«Caminhos de Futuro» e exemplos práticos marcam encerramento das VI jornadas pastorais

Almada, 14 fev 2026 (Ecclesia) – O investigador João Ferrão alertou hoje, em Almada, para o risco de o turismo religioso perder a sua identidade própria, defendendo que este setor deve responder ao atual “deslaçamento social” com uma proposta “compassiva”.

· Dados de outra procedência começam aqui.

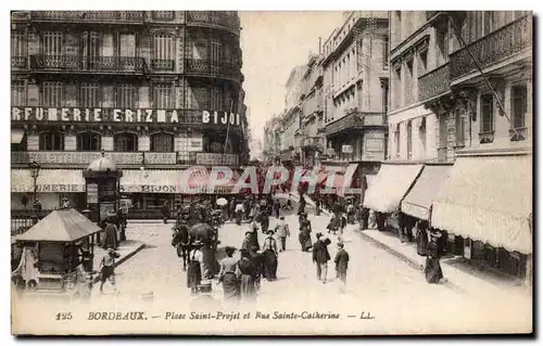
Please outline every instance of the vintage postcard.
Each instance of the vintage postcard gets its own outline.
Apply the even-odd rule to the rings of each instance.
[[[532,333],[532,25],[12,11],[12,333]]]

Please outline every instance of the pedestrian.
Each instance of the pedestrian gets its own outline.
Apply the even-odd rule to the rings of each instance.
[[[115,289],[115,258],[121,257],[121,255],[113,248],[108,248],[105,255],[103,255],[100,261],[100,293],[103,293],[103,284],[105,281],[110,280],[111,285]]]
[[[254,287],[256,289],[256,292],[258,292],[261,290],[261,278],[264,274],[264,259],[262,254],[258,253],[258,248],[254,245],[251,245],[249,256],[251,257],[251,261],[254,266]]]
[[[328,238],[324,238],[323,233],[317,233],[317,241],[313,245],[313,262],[317,266],[317,280],[326,283],[326,277],[328,275],[328,261],[330,260],[330,254],[328,253],[328,245],[331,241]]]
[[[285,216],[281,216],[279,219],[279,223],[275,227],[275,231],[281,241],[279,252],[283,252],[287,249],[287,238],[290,236],[289,225],[285,221]]]
[[[115,212],[109,212],[108,218],[105,219],[104,238],[102,242],[103,248],[117,249],[118,238],[117,238],[117,227],[115,226]]]
[[[169,206],[167,201],[164,201],[164,204],[162,205],[162,219],[164,220],[164,223],[167,223],[169,219]]]
[[[264,275],[267,281],[277,279],[277,241],[274,238],[274,230],[267,231],[268,236],[264,241]]]
[[[300,233],[298,234],[298,240],[300,241],[300,246],[302,252],[308,252],[313,244],[311,242],[311,221],[307,219],[307,214],[302,214],[300,219]]]
[[[198,287],[202,283],[202,242],[195,241],[192,243],[192,251],[189,254],[189,270],[187,271],[187,287],[194,295],[198,293]]]
[[[341,281],[340,291],[345,292],[346,285],[346,269],[349,266],[349,253],[344,249],[344,244],[342,242],[338,243],[338,253],[333,259],[336,264],[336,277]]]
[[[236,205],[236,225],[241,226],[244,210],[243,202],[239,202],[238,205]]]
[[[427,232],[429,242],[425,266],[425,277],[428,283],[439,283],[443,279],[443,271],[441,270],[440,257],[442,249],[440,248],[441,232],[437,230],[429,230]]]
[[[281,204],[279,203],[279,200],[275,200],[274,209],[275,209],[275,218],[278,219],[280,216],[279,213],[281,210]]]
[[[220,261],[218,282],[223,284],[225,300],[237,300],[239,298],[238,261],[233,259],[235,247],[226,246],[226,258]]]
[[[238,261],[238,278],[240,281],[240,298],[244,302],[254,302],[256,287],[254,285],[255,268],[249,252],[241,249],[241,258]]]

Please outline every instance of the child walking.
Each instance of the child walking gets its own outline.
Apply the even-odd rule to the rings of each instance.
[[[345,293],[346,285],[346,269],[349,266],[349,253],[343,248],[344,244],[342,242],[338,243],[338,253],[333,261],[336,262],[336,277],[341,280],[340,291]]]

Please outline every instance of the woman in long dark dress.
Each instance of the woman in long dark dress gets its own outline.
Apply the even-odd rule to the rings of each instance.
[[[254,300],[256,289],[254,285],[255,268],[249,252],[241,249],[241,259],[238,261],[238,273],[240,281],[240,297],[242,300]]]
[[[439,239],[442,236],[440,232],[429,231],[430,241],[428,243],[428,251],[426,257],[425,275],[426,282],[439,283],[443,279],[443,271],[440,265],[440,248]]]
[[[223,283],[225,300],[236,300],[239,297],[238,261],[233,259],[235,251],[233,247],[226,246],[225,252],[227,257],[220,261],[218,282]]]
[[[274,281],[277,280],[277,241],[273,230],[268,230],[267,234],[263,246],[264,275],[267,281]]]
[[[192,294],[198,292],[198,286],[202,283],[202,268],[203,261],[202,242],[195,241],[192,243],[192,251],[189,254],[189,270],[187,270],[187,287],[190,289]]]
[[[303,252],[307,252],[313,247],[311,232],[311,221],[307,219],[307,214],[304,213],[300,216],[300,234],[298,235]]]

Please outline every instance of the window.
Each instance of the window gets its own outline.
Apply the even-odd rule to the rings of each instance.
[[[134,108],[137,103],[136,86],[118,85],[117,86],[117,107]]]
[[[389,67],[389,36],[384,35],[382,37],[382,67],[387,68]]]
[[[58,131],[47,131],[39,134],[39,150],[64,150],[64,134]]]
[[[151,151],[159,153],[174,152],[174,136],[171,133],[155,133],[151,136]]]
[[[526,85],[514,86],[510,89],[513,128],[526,127],[526,113],[528,112],[528,88]]]
[[[456,108],[455,114],[455,130],[456,130],[456,146],[464,146],[466,137],[466,121],[464,118],[464,110]]]
[[[114,150],[116,152],[137,152],[138,136],[129,132],[116,133],[113,137]]]
[[[174,39],[171,35],[154,35],[153,59],[173,60]]]
[[[11,82],[11,105],[26,105],[26,86],[24,80]]]
[[[381,104],[382,112],[384,114],[389,113],[389,80],[381,80]]]
[[[81,82],[79,88],[79,105],[89,108],[100,107],[101,95],[99,84]]]
[[[211,41],[211,60],[215,62],[223,60],[223,47],[217,39]]]
[[[481,132],[494,131],[494,95],[481,95]]]
[[[102,139],[98,132],[81,132],[77,134],[78,151],[100,151]]]
[[[46,107],[62,106],[64,87],[62,81],[45,81],[40,90],[41,105]]]
[[[62,33],[45,31],[42,37],[43,55],[58,56],[62,55]]]
[[[24,31],[11,33],[11,56],[26,56],[26,35]]]
[[[226,110],[224,110],[223,95],[224,95],[223,88],[214,87],[212,89],[212,93],[211,93],[211,107],[212,107],[212,110],[226,111]],[[230,105],[228,105],[228,107]]]
[[[169,84],[159,84],[153,87],[153,105],[155,108],[173,108],[174,88]]]

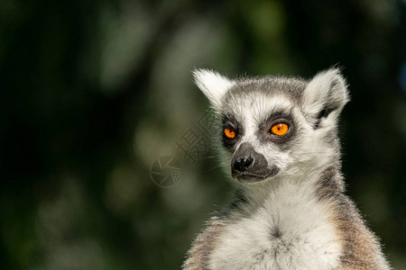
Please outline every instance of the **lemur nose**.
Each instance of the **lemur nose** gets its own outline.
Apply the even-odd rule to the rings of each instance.
[[[253,164],[254,158],[251,156],[247,158],[237,158],[234,161],[233,169],[235,171],[243,173],[246,171]]]

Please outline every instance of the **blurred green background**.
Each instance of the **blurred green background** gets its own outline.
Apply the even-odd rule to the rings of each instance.
[[[0,268],[179,269],[232,189],[177,149],[208,107],[190,70],[335,64],[347,194],[406,269],[404,0],[1,0]],[[172,187],[150,176],[164,155]]]

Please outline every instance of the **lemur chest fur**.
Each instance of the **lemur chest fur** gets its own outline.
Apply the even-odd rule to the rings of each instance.
[[[209,268],[336,269],[341,244],[330,212],[308,187],[280,187],[250,216],[228,220]]]

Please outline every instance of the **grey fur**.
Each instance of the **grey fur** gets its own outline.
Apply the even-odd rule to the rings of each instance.
[[[210,75],[208,83],[204,77],[208,74]],[[238,122],[236,124],[241,132],[241,138],[234,139],[235,140],[234,143],[226,143],[225,153],[228,153],[230,157],[243,144],[244,140],[249,140],[255,145],[255,151],[261,151],[261,155],[266,156],[270,166],[281,168],[281,173],[270,176],[267,180],[259,179],[254,184],[240,184],[236,190],[235,201],[225,208],[222,214],[212,218],[206,229],[197,237],[188,252],[183,269],[211,269],[210,266],[216,265],[212,262],[214,253],[220,248],[220,243],[226,238],[228,228],[232,228],[229,226],[238,224],[241,220],[254,219],[258,212],[266,209],[265,204],[269,202],[267,202],[269,194],[283,190],[281,187],[284,184],[293,184],[293,186],[304,184],[306,188],[312,188],[313,192],[309,194],[311,197],[314,194],[317,200],[314,203],[328,209],[328,223],[334,228],[334,233],[332,233],[337,237],[337,243],[340,247],[337,259],[331,262],[329,266],[335,266],[334,269],[341,270],[390,269],[377,238],[367,229],[355,205],[345,194],[337,119],[348,101],[348,93],[346,81],[339,74],[339,70],[330,69],[322,72],[310,81],[282,76],[227,81],[221,76],[221,83],[226,87],[225,89],[220,87],[221,94],[216,94],[215,92],[210,91],[210,85],[214,84],[213,78],[216,76],[219,76],[217,73],[210,74],[209,71],[198,70],[195,71],[195,76],[198,85],[209,97],[217,114],[220,118],[232,118],[228,121]],[[280,102],[281,104],[272,107],[270,112],[267,108],[272,105],[271,101]],[[250,113],[255,115],[255,118],[249,122],[245,120],[248,114],[246,110],[254,111]],[[267,125],[272,122],[274,114],[291,124],[293,130],[289,134],[288,139],[267,137]],[[223,124],[224,122],[219,122],[219,130],[223,129]],[[252,129],[257,130],[254,132]],[[303,138],[307,136],[309,130],[318,132],[318,140],[313,143],[317,143],[316,147],[319,147],[320,149],[323,148],[326,149],[326,153],[320,154],[320,157],[325,158],[319,158],[318,149],[310,151],[306,148],[306,140],[303,140]],[[225,140],[224,138],[217,138],[218,141],[222,140]],[[289,158],[286,156],[290,156]],[[275,159],[275,157],[279,157],[281,160]],[[281,160],[283,158],[287,158],[284,163]],[[291,160],[294,162],[292,163]],[[289,162],[291,163],[286,165]],[[314,184],[307,184],[306,181],[310,181],[309,179],[316,179],[316,181]],[[295,194],[286,194],[286,196],[290,195]],[[307,197],[304,196],[304,198]],[[277,222],[279,215],[264,218],[276,221],[272,222],[273,225],[269,224],[267,238],[260,240],[263,240],[264,243],[283,243],[291,232],[286,230],[282,223]],[[255,227],[253,225],[252,228]],[[291,239],[289,245],[293,245],[291,241]],[[298,241],[304,241],[304,244],[300,245],[306,247],[306,238],[299,238]],[[226,268],[229,268],[226,266],[234,266],[235,269],[259,269],[258,266],[263,266],[261,267],[266,269],[288,269],[288,266],[283,268],[275,266],[283,265],[283,263],[278,263],[278,259],[281,256],[289,256],[290,246],[275,247],[281,248],[263,249],[254,257],[247,257],[245,262],[244,257],[238,257],[239,261],[243,262],[238,266],[233,265],[235,262],[227,261],[226,257],[224,257],[223,261],[217,266]],[[317,251],[323,253],[323,250]],[[273,263],[264,264],[265,258],[273,260]],[[293,256],[290,265],[295,266],[292,266],[294,269],[300,269],[300,263],[295,262],[296,259]],[[318,258],[314,259],[315,264],[319,263]],[[302,265],[306,265],[306,262]]]

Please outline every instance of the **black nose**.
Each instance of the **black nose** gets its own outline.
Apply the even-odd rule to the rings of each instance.
[[[234,161],[233,164],[233,169],[235,171],[244,173],[252,165],[254,164],[254,158],[246,157],[246,158],[237,158]]]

“O turismo religioso é, cada vez mais, visto em simultâneo como uma experiência religiosa, transcendental e cognitiva”, afirmou o professor catedrático do Instituto de Ciências Sociais da Universidade de Lisboa, durante o painel de encerramento das VI Jornadas Nacionais da Pastoral do Turismo.
Na conferência ‘Caminhos de Futuro’, o convidado advertiu contra uma possível “desdiferenciação excessiva” em relação a outros produtos turísticos, sublinhando que a Igreja deve preservar “o valor singular de um turismo religioso plural”.
Para João Ferrão, a resposta aos desafios contemporâneos passa por “aprofundar o nexo eficiência valorativa-respeito pelo sagrado-altruísmo-sustentabilidade”, mas com uma condição clara: os valores e o sagrado devem estar “sob o comando”.
O académico sustentou que, num tempo marcado pela fragmentação dos laços comunitários, é urgente “desenvolver modalidades práticas e compassivas de turismo religioso”, que funcionem como antídoto ao isolamento.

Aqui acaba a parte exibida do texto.